MICHAEL BESCHLOSS: I was asked, as I have by presidential staffs of both parties, to go out and talk to a group of White House staff members who were having a retreat at Fort McNair and basically give the kind of history lecture I give almost anywhere else. During the course of it, someone asked - said, people are saying there's an iron law of politics that no president gets reelected with the unemployment rate above a certain number. And I said there are no iron laws of politics, and in fact this one has at least two exceptions.
CORNISH: Michael Beschloss wants to set the record straight: he was not advising the Obama team but speaking about campaign history.
BESCHLOSS: Unemployment is not necessarily a deal breaker for a president: 1936 - Franklin Roosevelt ran for reelection with an unemployment rate of about 16 percent. He was able to make the case that he was pulling the country out of the Great Depression and also that his opponent, Alf Landon, if elected, would return the country to the policies that had caused the Great Depression. Ronald Reagan did sort of the same thing in 1984 with an unemployment rate that was also high, saying that Walter Mondale, who was Jimmy Carter's vice president, would bring back the policies that had caused the recession of 1980. But just as there are no iron laws in politics, not every precedent always holds.
CORNISH: And, of course, with this particular president, Barack Obama, his most recent, say, Gallup poll ratings show that his approval ratings are around 39 percent. I mean, it's pretty low. And I have to admit that that might...
BESCHLOSS: It's pretty...yeah, George Bush...George H.W. Bush, when he ran for reelection, his approval rating was about 37 percent. And he lost that election.
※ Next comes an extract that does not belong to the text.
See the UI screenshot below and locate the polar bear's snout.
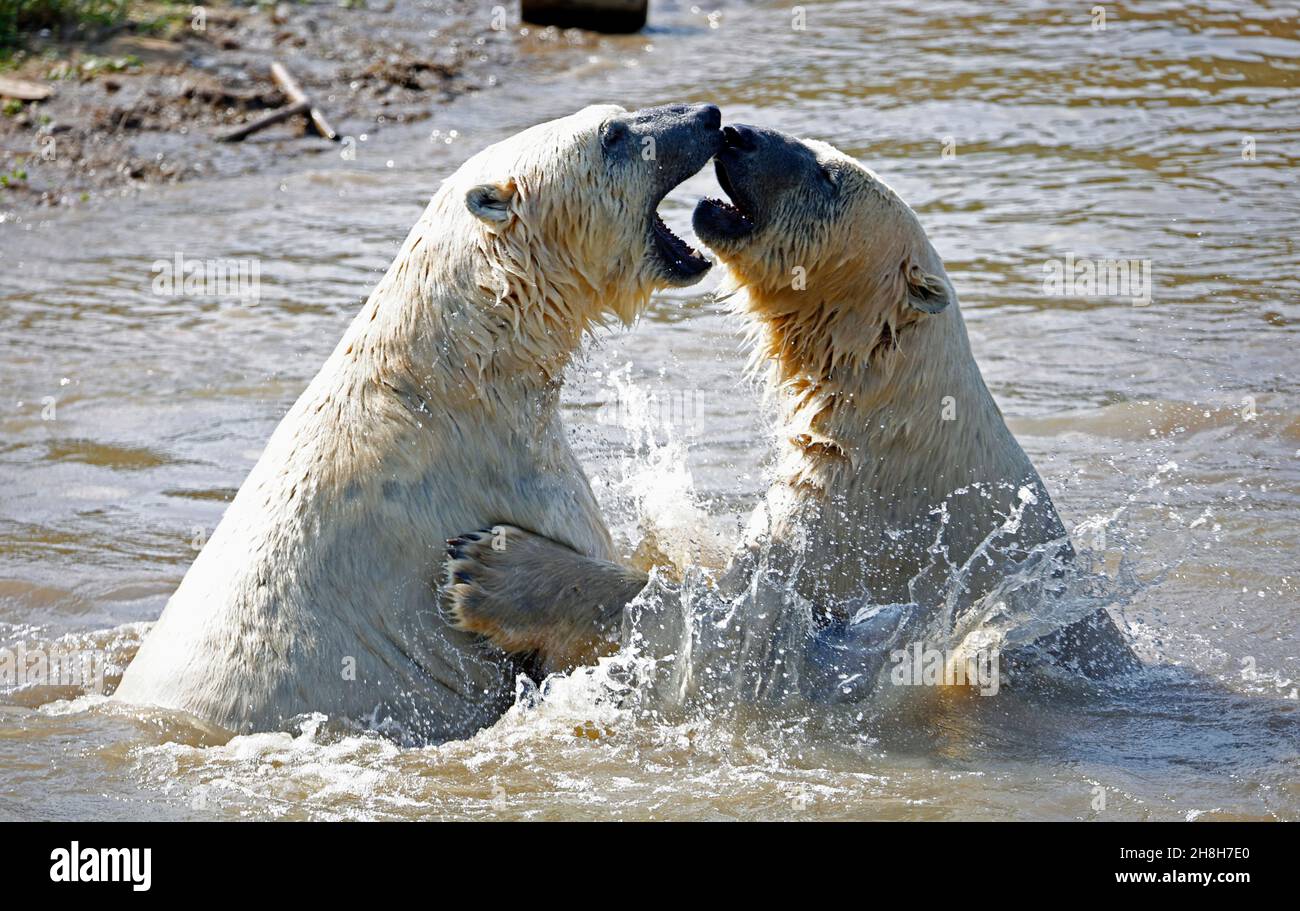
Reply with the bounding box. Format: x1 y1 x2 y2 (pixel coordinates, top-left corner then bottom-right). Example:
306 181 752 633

CORNISH: So, what is the political lesson to be learned from this history then? I mean, you talked about FDR and Reagan. What were the strategies that they did use?
BESCHLOSS: Well, I think the beginning thing is to say that no one would ever want to run for reelection with an unemployment that's getting close to 10 percent as it is right now, or a poverty rate that's as high as it is right now or some of the other things that are distressing about this economy. But when you're looking at the elections of the past, you also have to take into account, these people were running against opponents. FDR was running against Alf Landon, who, in many ways, said I'm going to bring back the policies of Herbert Hoover. Had he run against a more progressive Republican who said I accept the New Deal, Social Security and all that, but I'll administer it better and more cheaply, that person might have given FDR a real run. Same thing with Ronald Reagan in 1984. If there had been an opponent who was not so closely tied to Jimmy Carter, who had become so unpopular, that would have been a closer race too. So, anyone who's saying that President Obama is finished because of these bad unemployment and poverty numbers - sure doesn't help; he's going to have a very tough time - but tell me who the opponent is going to be.
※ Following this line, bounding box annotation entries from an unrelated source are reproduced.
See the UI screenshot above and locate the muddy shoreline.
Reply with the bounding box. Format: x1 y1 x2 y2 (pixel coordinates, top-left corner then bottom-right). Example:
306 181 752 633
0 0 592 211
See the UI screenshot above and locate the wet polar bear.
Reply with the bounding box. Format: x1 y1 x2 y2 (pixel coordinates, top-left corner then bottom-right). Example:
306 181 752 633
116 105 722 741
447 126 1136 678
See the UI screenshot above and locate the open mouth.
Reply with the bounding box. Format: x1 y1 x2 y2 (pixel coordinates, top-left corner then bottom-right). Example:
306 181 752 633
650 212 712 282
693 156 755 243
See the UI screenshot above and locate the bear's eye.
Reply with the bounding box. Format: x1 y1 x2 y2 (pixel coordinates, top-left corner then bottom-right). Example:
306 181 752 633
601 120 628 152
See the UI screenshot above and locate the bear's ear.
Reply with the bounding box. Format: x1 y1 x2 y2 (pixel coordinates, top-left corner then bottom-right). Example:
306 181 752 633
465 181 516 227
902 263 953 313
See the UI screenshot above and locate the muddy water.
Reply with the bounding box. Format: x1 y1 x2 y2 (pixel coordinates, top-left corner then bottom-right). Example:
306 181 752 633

CORNISH: Well, let's look at the field. Are there any particular opponents you see on the Republican side who would, based on these sort of historical precedents, really pose a threat?
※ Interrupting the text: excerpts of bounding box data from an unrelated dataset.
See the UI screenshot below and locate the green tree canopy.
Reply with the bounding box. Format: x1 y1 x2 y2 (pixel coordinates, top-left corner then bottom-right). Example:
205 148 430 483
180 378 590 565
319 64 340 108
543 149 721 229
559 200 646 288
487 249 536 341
BESCHLOSS: As a registered Independent, I can tell you I'm doing this only academically. I think the amazing thing is that this far out it is almost impossible to say. If we were talking at this point in the 1980 cycle, which would have been the fall of 1979, many quite intelligent people would have said, you know, best opponent for Jimmy Carter is Ronald Reagan - he's too far right, he's too old, too rooted in the movie industry, you know, less of a commanding leader. Many of the people on the Carter White House staff were praying for Ronald Reagan. It was hard to anticipate that a year later Ronald Reagan might ultimately have turned out to be Carter's strongest competition.
CORNISH: Presidential historian Michael Beschloss speaking with us in our Washington studios. Michael, thank you so much.